Abelhas podem contar, diz novo estudo
As abelhas podem ter uma habilidade mais sofisticada do que parecia: reconhecer quantidades. Um novo estudo sugere que esses insetos não estavam apenas reagindo a padrões visuais em experimentos anteriores, mas demonstrando sensibilidade real a números.
A pesquisa, publicada na Proceedings of the Royal Society B: Biological Sciences, reacende um debate importante sobre cognição animal. Para entender se uma espécie “conta”, os cientistas precisam olhar o teste pelos olhos do próprio animal, não pela forma como humanos enxergam figuras em um cartão.
O debate sobre números e padrões
Nos últimos anos, estudos sobre cognição de abelhas chamaram atenção. Um experimento de 2019 treinou abelhas da espécie Apis mellifera a associar símbolos inventados a valores numéricos.
Depois, elas viam cartões com diferentes quantidades de formas e precisavam escolher o símbolo correspondente. Na fase de treinamento, as abelhas alcançaram precisão entre 75% e 80%.
Nos testes reais, o desempenho caiu para algo entre 60% e 65%. Ainda assim, o resultado ficou acima do esperado pelo acaso. Isso levou os pesquisadores a defender que as abelhas reconheciam quantidades.
A crítica: elas poderiam estar “enganando” o teste
Porém, nem todos aceitaram a conclusão. De acordo com o ScienceAlert, uma crítica publicada em 2020 apontou que as abelhas talvez não estivessem contando. Elas poderiam apenas diferenciar imagens mais ou menos complexas.
Ou seja, em vez de perceber “três” ou “quatro” objetos, o inseto poderia escolher o cartão mais “carregado”, com mais bordas, detalhes e variações visuais.
O problema é que humanos enxergam os cartões com muito mais definição. As abelhas têm uma visão diferente, com menor capacidade de resolver detalhes finos.
O mundo visto pelos olhos de uma abelha
Para testar essa crítica, pesquisadores reanalisaram os estímulos visuais usados nos experimentos.
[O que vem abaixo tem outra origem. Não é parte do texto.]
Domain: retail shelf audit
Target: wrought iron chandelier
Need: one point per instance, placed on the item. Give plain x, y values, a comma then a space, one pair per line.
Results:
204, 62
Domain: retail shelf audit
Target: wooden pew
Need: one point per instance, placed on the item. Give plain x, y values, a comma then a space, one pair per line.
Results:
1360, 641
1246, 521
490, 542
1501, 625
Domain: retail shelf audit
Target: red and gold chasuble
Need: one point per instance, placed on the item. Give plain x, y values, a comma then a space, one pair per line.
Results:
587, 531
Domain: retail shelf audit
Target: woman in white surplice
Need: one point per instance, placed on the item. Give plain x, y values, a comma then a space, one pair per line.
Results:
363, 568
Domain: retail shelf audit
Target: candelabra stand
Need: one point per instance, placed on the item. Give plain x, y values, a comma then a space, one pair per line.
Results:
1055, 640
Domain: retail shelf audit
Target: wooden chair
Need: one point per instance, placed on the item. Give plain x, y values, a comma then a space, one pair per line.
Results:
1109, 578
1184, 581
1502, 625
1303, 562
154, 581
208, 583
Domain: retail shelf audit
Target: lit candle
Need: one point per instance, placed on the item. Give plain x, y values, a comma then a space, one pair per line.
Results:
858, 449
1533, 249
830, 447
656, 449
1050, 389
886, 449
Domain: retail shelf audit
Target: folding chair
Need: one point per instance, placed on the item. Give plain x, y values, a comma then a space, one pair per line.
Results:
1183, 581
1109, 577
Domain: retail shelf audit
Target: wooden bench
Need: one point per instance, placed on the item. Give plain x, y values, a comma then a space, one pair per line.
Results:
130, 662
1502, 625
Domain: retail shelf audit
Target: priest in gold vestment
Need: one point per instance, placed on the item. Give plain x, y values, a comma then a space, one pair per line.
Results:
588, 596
Eles aplicaram um modelo matemático baseado na acuidade espacial das abelhas, ou seja, na capacidade desses insetos de distinguir detalhes no espaço.
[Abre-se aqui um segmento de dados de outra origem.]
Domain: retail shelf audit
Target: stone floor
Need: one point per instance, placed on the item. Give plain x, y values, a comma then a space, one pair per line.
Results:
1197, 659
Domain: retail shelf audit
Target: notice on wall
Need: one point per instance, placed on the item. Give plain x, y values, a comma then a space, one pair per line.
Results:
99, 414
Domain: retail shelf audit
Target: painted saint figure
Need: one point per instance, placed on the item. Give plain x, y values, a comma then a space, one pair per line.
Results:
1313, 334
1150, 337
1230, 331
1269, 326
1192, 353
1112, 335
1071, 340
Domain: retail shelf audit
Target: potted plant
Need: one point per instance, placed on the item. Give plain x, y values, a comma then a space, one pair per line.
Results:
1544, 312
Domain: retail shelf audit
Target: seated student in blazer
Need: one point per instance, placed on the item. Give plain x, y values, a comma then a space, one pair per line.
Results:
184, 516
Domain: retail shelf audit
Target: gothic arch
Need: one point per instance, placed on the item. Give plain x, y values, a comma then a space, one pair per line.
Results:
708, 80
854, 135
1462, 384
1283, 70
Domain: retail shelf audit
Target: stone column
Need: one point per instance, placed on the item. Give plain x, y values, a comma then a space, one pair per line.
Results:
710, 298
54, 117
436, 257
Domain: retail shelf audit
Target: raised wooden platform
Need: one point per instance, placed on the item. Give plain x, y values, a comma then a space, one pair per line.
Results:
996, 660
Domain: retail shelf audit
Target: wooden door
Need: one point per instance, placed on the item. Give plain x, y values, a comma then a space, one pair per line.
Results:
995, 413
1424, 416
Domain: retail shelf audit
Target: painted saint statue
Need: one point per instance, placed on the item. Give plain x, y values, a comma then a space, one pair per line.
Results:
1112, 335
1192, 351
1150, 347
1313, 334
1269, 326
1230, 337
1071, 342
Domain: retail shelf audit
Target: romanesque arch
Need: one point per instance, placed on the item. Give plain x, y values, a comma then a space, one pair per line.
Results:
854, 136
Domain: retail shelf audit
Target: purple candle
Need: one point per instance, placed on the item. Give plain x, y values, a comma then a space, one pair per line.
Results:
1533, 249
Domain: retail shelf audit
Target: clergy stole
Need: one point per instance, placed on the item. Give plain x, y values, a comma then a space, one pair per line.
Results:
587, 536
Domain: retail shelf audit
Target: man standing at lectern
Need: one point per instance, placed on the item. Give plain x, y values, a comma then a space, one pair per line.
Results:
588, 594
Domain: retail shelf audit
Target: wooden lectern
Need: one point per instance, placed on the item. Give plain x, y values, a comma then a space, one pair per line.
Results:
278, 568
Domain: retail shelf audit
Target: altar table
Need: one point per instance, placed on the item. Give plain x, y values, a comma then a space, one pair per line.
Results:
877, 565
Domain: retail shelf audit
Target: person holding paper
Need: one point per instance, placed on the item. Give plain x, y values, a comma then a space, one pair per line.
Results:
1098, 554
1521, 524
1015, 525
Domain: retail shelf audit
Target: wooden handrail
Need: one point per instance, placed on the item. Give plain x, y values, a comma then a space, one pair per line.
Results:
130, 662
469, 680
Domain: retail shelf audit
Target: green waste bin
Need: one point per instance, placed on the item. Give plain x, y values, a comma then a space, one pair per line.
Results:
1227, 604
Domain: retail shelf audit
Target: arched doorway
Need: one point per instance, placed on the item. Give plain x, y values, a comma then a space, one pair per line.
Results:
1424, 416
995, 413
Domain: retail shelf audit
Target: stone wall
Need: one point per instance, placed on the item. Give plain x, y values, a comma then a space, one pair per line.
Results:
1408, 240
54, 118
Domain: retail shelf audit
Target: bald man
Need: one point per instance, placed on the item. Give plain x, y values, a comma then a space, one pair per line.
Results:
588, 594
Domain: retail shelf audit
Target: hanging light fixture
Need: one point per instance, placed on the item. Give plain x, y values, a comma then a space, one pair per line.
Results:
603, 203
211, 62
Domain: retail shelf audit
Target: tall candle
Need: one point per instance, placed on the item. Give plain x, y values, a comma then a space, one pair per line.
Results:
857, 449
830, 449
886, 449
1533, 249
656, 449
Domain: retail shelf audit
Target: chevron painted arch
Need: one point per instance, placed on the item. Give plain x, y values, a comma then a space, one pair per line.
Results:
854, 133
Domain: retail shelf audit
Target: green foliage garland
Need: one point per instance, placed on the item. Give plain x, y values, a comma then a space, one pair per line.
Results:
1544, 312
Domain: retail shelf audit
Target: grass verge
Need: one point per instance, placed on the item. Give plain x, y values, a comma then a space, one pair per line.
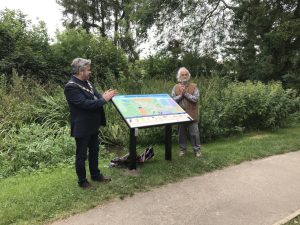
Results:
47, 195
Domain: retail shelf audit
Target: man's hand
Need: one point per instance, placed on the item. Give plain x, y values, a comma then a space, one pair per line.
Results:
109, 94
182, 89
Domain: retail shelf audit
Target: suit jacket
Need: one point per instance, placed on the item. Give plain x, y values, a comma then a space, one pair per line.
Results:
87, 113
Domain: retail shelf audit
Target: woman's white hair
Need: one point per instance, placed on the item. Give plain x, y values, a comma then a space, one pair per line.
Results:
179, 72
79, 64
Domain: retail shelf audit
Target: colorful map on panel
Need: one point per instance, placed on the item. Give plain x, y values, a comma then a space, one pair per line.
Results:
131, 106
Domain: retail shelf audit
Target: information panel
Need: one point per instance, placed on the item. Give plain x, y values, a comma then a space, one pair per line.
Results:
149, 110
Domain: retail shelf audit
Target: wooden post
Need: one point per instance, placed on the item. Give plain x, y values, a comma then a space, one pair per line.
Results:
132, 149
168, 142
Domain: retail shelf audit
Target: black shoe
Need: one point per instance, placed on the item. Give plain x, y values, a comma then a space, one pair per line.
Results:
85, 185
101, 178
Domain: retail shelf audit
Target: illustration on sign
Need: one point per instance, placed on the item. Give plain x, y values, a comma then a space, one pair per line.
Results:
149, 110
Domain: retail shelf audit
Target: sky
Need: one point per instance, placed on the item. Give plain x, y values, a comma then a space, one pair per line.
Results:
51, 13
47, 10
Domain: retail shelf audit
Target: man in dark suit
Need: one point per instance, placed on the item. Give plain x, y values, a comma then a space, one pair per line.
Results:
87, 115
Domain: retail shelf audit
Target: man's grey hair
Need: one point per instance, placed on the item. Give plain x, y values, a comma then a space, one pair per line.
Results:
79, 64
179, 72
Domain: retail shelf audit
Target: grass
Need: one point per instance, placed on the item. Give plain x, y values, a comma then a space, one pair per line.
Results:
294, 221
47, 195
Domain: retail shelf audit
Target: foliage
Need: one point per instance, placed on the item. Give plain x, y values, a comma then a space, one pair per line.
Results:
108, 62
230, 107
35, 118
50, 194
165, 64
23, 48
33, 146
110, 19
265, 40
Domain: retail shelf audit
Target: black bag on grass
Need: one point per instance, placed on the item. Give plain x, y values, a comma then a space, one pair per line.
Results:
124, 160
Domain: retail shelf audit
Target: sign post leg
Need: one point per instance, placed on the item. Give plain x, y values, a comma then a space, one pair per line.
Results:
168, 142
132, 149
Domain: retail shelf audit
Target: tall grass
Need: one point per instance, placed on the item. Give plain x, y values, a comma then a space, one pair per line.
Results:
34, 129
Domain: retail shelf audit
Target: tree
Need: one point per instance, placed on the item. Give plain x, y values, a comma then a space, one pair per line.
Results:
23, 47
108, 61
265, 40
109, 18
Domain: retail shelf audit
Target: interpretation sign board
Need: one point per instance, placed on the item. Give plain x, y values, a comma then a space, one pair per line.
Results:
149, 110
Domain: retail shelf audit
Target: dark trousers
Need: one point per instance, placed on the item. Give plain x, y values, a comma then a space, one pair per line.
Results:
82, 145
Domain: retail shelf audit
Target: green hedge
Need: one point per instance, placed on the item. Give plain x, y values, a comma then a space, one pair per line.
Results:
34, 129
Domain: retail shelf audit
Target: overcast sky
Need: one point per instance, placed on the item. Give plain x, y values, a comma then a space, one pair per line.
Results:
47, 10
51, 13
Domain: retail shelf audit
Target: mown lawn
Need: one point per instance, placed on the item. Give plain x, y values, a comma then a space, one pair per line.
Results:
47, 195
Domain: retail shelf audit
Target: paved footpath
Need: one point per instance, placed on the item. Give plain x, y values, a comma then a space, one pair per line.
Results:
260, 192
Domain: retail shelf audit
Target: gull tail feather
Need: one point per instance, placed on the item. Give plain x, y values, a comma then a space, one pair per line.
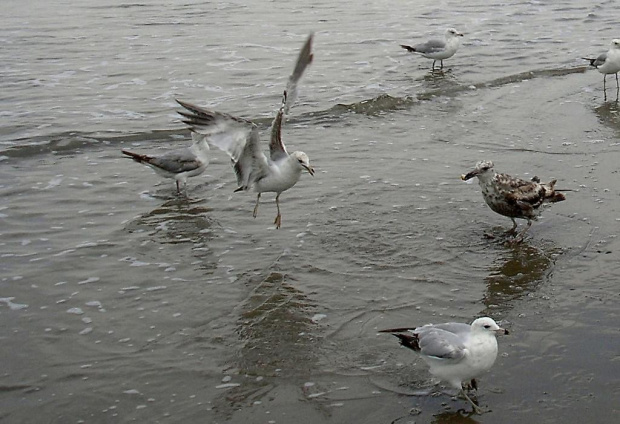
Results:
591, 60
136, 156
409, 341
552, 195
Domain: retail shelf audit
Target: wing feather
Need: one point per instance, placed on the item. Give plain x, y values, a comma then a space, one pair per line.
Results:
236, 136
277, 149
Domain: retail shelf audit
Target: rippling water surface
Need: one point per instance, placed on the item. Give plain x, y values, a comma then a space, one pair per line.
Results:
123, 302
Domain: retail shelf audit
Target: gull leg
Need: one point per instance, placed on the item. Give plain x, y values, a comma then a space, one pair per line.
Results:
256, 206
477, 409
519, 238
513, 230
278, 220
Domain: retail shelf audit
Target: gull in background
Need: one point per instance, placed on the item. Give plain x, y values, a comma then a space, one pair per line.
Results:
438, 49
239, 138
456, 353
178, 164
608, 63
513, 197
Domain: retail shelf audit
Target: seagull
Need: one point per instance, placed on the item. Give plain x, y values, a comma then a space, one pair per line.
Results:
608, 63
513, 197
239, 138
438, 49
456, 353
178, 164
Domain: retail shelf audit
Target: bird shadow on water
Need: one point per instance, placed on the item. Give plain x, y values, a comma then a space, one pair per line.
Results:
609, 114
276, 335
518, 271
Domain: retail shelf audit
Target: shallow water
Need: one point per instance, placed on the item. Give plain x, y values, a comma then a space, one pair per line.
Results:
121, 301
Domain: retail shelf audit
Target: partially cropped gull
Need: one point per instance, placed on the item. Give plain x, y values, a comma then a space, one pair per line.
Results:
513, 197
178, 164
608, 63
456, 353
239, 138
438, 49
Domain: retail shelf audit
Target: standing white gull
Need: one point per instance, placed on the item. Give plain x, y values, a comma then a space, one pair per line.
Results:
608, 63
178, 164
513, 197
239, 138
456, 353
438, 49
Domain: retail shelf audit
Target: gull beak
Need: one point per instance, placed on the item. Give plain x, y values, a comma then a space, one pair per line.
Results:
309, 169
469, 175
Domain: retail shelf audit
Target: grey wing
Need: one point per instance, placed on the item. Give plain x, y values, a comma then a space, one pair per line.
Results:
277, 150
431, 46
177, 161
454, 327
251, 164
236, 136
442, 344
226, 132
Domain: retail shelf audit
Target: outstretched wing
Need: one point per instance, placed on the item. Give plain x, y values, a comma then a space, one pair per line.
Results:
440, 343
277, 150
431, 46
236, 136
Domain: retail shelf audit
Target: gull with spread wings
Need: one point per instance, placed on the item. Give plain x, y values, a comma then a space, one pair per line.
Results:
239, 138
Assim, quando as imagens foram avaliadas do ponto de vista das abelhas, a relação entre quantidade de objetos e complexidade visual ficou muito menos consistente.
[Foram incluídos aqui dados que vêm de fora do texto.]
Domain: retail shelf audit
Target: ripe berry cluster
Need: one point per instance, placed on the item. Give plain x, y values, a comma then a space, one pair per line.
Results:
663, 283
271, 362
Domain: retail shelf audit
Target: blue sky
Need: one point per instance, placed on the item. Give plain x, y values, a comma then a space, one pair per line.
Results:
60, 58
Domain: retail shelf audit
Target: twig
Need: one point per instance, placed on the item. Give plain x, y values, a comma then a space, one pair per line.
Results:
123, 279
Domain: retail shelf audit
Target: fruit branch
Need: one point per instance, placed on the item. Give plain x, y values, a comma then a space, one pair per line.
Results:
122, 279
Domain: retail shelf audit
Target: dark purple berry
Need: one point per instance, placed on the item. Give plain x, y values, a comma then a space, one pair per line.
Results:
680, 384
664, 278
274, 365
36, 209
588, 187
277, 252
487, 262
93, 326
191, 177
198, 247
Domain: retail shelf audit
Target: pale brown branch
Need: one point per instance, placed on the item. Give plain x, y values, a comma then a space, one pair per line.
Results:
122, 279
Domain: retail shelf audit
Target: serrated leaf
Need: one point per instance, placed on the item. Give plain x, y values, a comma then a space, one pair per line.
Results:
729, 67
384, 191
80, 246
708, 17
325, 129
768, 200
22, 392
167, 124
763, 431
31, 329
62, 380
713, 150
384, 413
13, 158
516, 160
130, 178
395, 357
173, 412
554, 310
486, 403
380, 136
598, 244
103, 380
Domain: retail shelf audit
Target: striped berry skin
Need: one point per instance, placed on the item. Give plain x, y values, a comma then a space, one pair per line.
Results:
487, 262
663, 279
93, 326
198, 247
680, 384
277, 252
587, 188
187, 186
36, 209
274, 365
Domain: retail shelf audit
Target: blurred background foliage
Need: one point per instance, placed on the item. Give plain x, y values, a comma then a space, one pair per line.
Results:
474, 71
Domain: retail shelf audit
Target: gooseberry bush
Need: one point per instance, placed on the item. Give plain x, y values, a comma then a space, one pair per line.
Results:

Isso enfraquece a hipótese de que elas apenas escolhiam a imagem mais “cheia”. Se esse atalho visual não aparece claramente para as abelhas, a explicação numérica ganha força.
O número parece continuar ali
Mirko Zanon, neurocientista da Universidade de Trento, na Itália, afirmou que havia um debate sobre se as abelhas estavam contando ou apenas reagindo a padrões. Segundo ele, os novos resultados mostram que essa crítica não se sustenta quando a biologia do animal entra na análise.
Scarlett Howard, zoóloga da Monash University, na Austrália, reforçou que estudar inteligência animal exige abandonar a perspectiva humana como padrão. Para ela, é essencial tentar entender como a própria espécie percebe o mundo.
Por que isso importa
A descoberta não significa que abelhas façam contas como humanos. O ponto é que elas parecem distinguir quantidades mesmo com cérebros minúsculos e sentidos muito diferentes dos nossos.
Isso ajuda a ampliar a compreensão sobre inteligência animal. Também mostra que cognição não depende apenas de cérebros grandes, mas de sistemas nervosos capazes de resolver problemas concretos no ambiente.
No fim, as abelhas continuam fazendo o que a ciência adora: parecem pequenas, mas bagunçam grandes certezas.